Tennis : Naomi Osaka s’impose à l’US Open et remporte son troisième titre du Grand Chelem


13 septembre 2020

La Japonaise, très impliquée dans le mouvement Black Lives Matter, a décroché son deuxième US Open en retournant la situation en finale, samedi, face à la Biélorusse Victoria Azarenka (1-6, 6-3, 6-3).
La Japonaise Naomi Osaka soulève le trophée de l’US Open après sa victoire contre la Biélorusse Victoria Azarenka, le 12 septembre à New York. FRANK FRANKLIN II / AP

Elle est de retour dans l’actualité sportive après avoir occupé la place sur des questions plus sociales. La Japonaise Naomi Osaka, mue par son engagement auprès de Black Lives Matter, a remporté, à New York samedi 12 septembre, l’US Open, son troisième titre du Grand Chelem, en retournant une finale mal entamée face à la Biélorusse Victoria Azarenka (27e) 1-6, 6-3, 6-3.
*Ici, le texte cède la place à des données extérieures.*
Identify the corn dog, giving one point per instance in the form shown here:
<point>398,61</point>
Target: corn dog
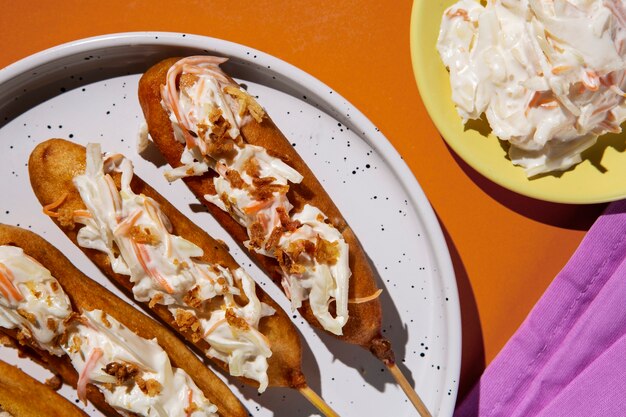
<point>231,155</point>
<point>189,280</point>
<point>96,342</point>
<point>23,396</point>
<point>238,163</point>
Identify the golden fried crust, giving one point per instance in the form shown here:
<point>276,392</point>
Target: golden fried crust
<point>86,294</point>
<point>364,324</point>
<point>52,166</point>
<point>23,396</point>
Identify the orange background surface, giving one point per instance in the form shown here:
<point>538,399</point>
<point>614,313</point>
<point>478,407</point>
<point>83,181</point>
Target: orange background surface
<point>506,248</point>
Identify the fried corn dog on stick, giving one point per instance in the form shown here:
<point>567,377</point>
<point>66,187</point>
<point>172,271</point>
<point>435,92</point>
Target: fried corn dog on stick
<point>231,155</point>
<point>23,396</point>
<point>167,263</point>
<point>120,360</point>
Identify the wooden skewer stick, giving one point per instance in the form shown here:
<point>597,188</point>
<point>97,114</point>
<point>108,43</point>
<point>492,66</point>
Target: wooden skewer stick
<point>318,402</point>
<point>408,389</point>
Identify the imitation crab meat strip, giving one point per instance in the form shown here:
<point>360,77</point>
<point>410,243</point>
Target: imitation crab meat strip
<point>253,185</point>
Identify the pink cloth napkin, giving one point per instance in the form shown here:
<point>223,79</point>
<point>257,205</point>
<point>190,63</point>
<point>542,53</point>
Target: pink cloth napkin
<point>568,358</point>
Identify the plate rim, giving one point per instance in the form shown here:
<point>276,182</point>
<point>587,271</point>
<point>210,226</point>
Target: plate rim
<point>418,55</point>
<point>374,138</point>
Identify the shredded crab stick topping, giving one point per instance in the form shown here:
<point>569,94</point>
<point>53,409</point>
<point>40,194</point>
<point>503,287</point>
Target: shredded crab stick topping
<point>32,300</point>
<point>137,237</point>
<point>133,373</point>
<point>549,75</point>
<point>207,110</point>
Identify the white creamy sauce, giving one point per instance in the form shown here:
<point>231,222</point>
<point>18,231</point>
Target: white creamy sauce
<point>189,108</point>
<point>163,268</point>
<point>548,75</point>
<point>93,340</point>
<point>113,342</point>
<point>42,299</point>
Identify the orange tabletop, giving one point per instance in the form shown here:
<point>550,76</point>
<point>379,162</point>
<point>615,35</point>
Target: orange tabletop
<point>505,248</point>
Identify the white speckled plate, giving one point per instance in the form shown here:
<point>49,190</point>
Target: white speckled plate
<point>86,91</point>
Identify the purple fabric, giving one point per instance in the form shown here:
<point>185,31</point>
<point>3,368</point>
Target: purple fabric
<point>568,358</point>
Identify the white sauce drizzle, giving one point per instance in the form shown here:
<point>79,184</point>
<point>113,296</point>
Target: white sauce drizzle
<point>320,284</point>
<point>164,269</point>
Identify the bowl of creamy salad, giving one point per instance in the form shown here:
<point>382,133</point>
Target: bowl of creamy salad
<point>530,93</point>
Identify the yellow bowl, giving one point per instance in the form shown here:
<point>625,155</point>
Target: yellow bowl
<point>601,177</point>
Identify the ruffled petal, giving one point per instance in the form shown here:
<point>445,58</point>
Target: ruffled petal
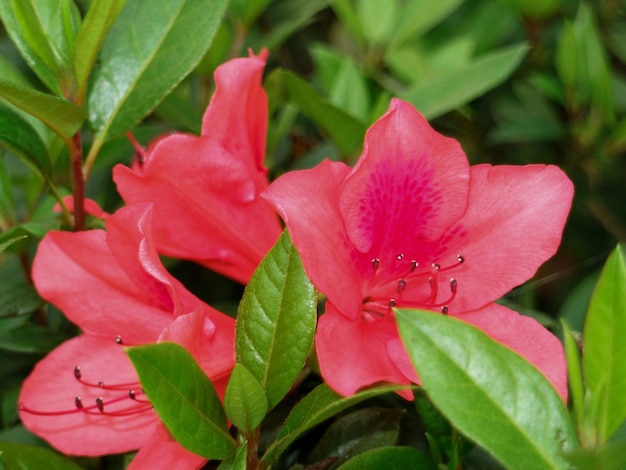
<point>513,224</point>
<point>307,202</point>
<point>210,337</point>
<point>53,387</point>
<point>160,452</point>
<point>410,184</point>
<point>354,354</point>
<point>525,336</point>
<point>93,290</point>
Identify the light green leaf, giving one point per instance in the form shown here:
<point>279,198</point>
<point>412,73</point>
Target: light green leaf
<point>99,18</point>
<point>5,245</point>
<point>488,392</point>
<point>454,89</point>
<point>184,398</point>
<point>276,321</point>
<point>389,457</point>
<point>147,52</point>
<point>19,136</point>
<point>62,116</point>
<point>344,130</point>
<point>245,401</point>
<point>19,456</point>
<point>319,405</point>
<point>604,358</point>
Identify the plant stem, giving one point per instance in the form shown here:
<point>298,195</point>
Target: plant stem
<point>76,157</point>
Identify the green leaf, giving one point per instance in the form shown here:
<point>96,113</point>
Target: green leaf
<point>276,321</point>
<point>99,18</point>
<point>62,116</point>
<point>344,130</point>
<point>19,301</point>
<point>454,89</point>
<point>319,405</point>
<point>147,52</point>
<point>358,432</point>
<point>23,140</point>
<point>19,456</point>
<point>604,358</point>
<point>184,398</point>
<point>389,457</point>
<point>245,401</point>
<point>488,392</point>
<point>31,339</point>
<point>8,243</point>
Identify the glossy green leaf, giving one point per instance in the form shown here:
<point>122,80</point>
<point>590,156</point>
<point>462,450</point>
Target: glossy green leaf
<point>23,140</point>
<point>99,18</point>
<point>319,405</point>
<point>62,116</point>
<point>245,401</point>
<point>357,432</point>
<point>238,461</point>
<point>184,398</point>
<point>31,339</point>
<point>488,392</point>
<point>454,89</point>
<point>146,53</point>
<point>345,131</point>
<point>19,456</point>
<point>276,320</point>
<point>19,301</point>
<point>604,358</point>
<point>390,457</point>
<point>4,245</point>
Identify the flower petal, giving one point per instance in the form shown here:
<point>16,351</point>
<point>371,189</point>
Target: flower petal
<point>354,354</point>
<point>209,336</point>
<point>237,114</point>
<point>307,202</point>
<point>160,452</point>
<point>409,185</point>
<point>77,273</point>
<point>513,224</point>
<point>525,336</point>
<point>53,387</point>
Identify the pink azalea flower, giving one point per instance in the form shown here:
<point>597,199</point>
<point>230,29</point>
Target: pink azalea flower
<point>413,225</point>
<point>205,190</point>
<point>114,287</point>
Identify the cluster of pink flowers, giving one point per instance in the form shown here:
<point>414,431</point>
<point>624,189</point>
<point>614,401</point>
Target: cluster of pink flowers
<point>411,225</point>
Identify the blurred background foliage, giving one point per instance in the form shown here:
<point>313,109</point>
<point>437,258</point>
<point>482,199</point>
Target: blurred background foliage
<point>515,81</point>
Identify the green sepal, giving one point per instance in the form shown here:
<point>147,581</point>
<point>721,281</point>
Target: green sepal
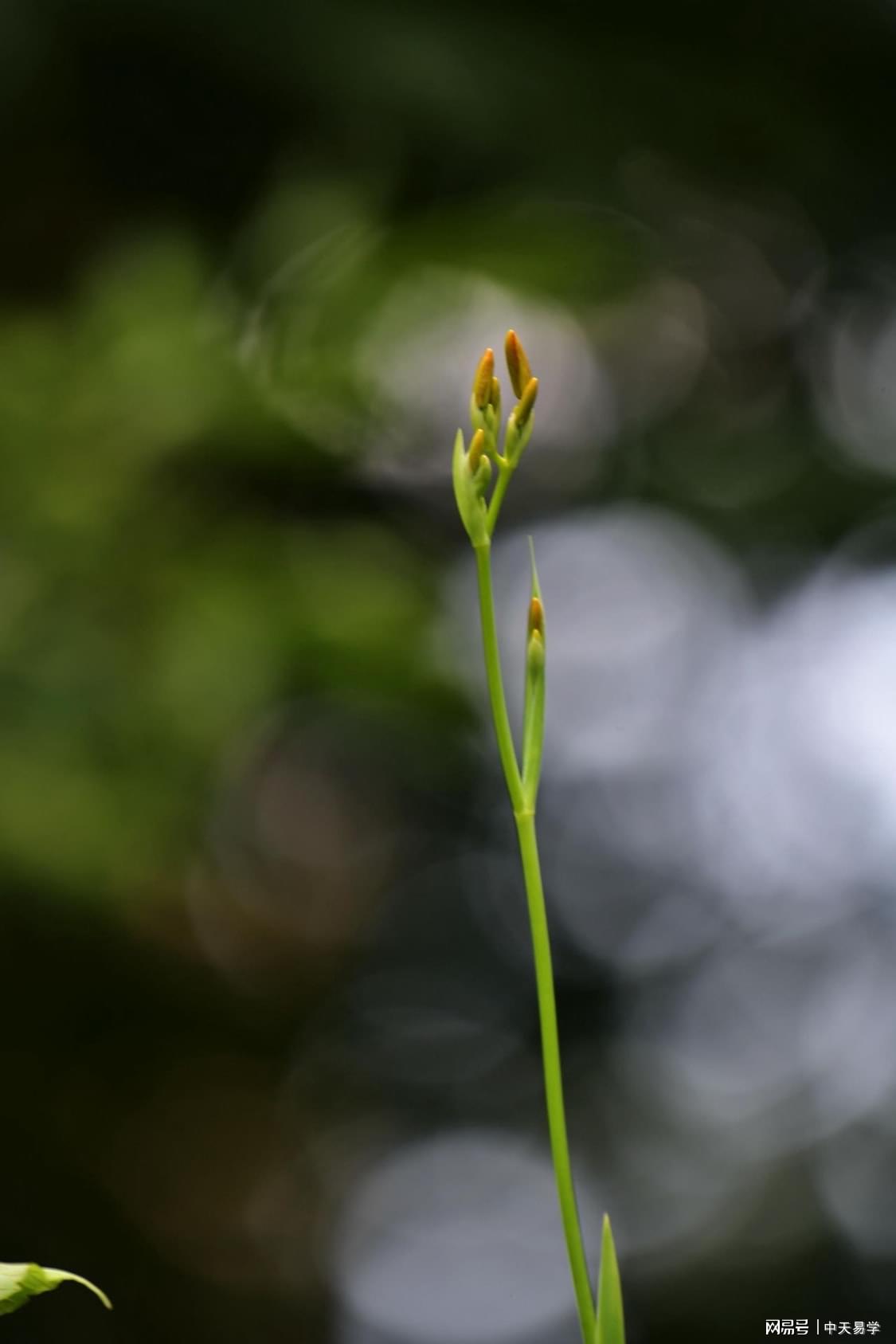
<point>516,438</point>
<point>610,1324</point>
<point>21,1283</point>
<point>469,491</point>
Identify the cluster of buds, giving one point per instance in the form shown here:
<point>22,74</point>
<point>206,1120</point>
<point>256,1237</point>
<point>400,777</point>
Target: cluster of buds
<point>471,469</point>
A 22 ans, Osaka, déjà lauréate à Flushing Meadows en 2018 et à l’Open d’Australie en 2019, retrouvera lundi le 3rang au classement WTA, alors qu’elle pointait à la 9place en début de compétition.
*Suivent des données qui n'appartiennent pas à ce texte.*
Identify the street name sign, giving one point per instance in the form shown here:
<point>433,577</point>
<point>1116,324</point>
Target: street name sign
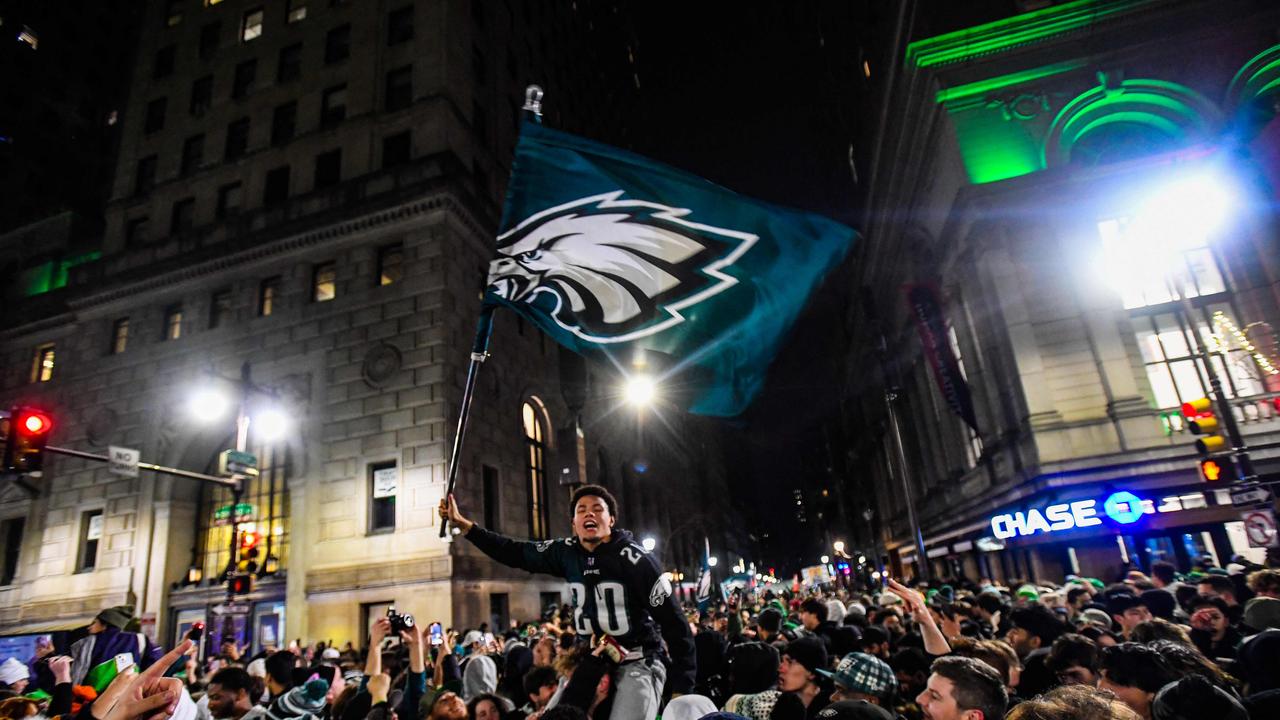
<point>123,461</point>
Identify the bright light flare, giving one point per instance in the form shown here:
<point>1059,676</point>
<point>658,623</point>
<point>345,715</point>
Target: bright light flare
<point>208,405</point>
<point>640,391</point>
<point>270,424</point>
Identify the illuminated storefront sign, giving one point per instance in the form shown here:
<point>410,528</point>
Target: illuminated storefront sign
<point>1123,507</point>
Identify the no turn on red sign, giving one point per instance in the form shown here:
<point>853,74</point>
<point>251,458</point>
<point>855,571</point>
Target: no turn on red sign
<point>1260,525</point>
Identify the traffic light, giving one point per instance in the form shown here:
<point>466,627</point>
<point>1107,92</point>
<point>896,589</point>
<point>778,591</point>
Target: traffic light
<point>1214,469</point>
<point>1201,420</point>
<point>240,584</point>
<point>24,441</point>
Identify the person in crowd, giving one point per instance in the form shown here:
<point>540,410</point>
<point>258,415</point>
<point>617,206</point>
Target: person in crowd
<point>644,616</point>
<point>1073,702</point>
<point>1032,633</point>
<point>1127,610</point>
<point>1134,673</point>
<point>863,677</point>
<point>963,688</point>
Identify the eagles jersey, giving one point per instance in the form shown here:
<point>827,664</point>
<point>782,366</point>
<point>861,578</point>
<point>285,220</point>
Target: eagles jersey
<point>617,589</point>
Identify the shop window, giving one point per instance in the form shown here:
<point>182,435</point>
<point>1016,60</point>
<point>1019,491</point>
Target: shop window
<point>289,65</point>
<point>42,365</point>
<point>268,295</point>
<point>275,186</point>
<point>91,533</point>
<point>201,95</point>
<point>535,469</point>
<point>384,486</point>
<point>10,547</point>
<point>219,309</point>
<point>391,264</point>
<point>119,336</point>
<point>324,282</point>
<point>173,322</point>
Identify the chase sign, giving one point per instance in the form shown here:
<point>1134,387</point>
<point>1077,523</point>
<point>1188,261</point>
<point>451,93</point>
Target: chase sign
<point>1123,507</point>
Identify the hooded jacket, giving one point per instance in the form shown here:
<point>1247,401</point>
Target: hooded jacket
<point>617,589</point>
« Je n’ai pas envie de jouer plus de finales contre toi, c’était trop dur », a déclaré Osaka à l’adresse de son adversaire au moment de recevoir son trophée. Menée 6-1, 2-0 sans avoir existé, l’ex-numéro 1 mondiale a soudain retrouvé son jeu et en particulier son service. Et petit à petit, c’est elle qui a mis la main sur le match. « Je trouvais que ce serait assez gênant de perdre en moins d’une heure, alors j’ai dû vraiment me battre et cesser d’avoir ce mauvais comportement », a-t-elle analysé.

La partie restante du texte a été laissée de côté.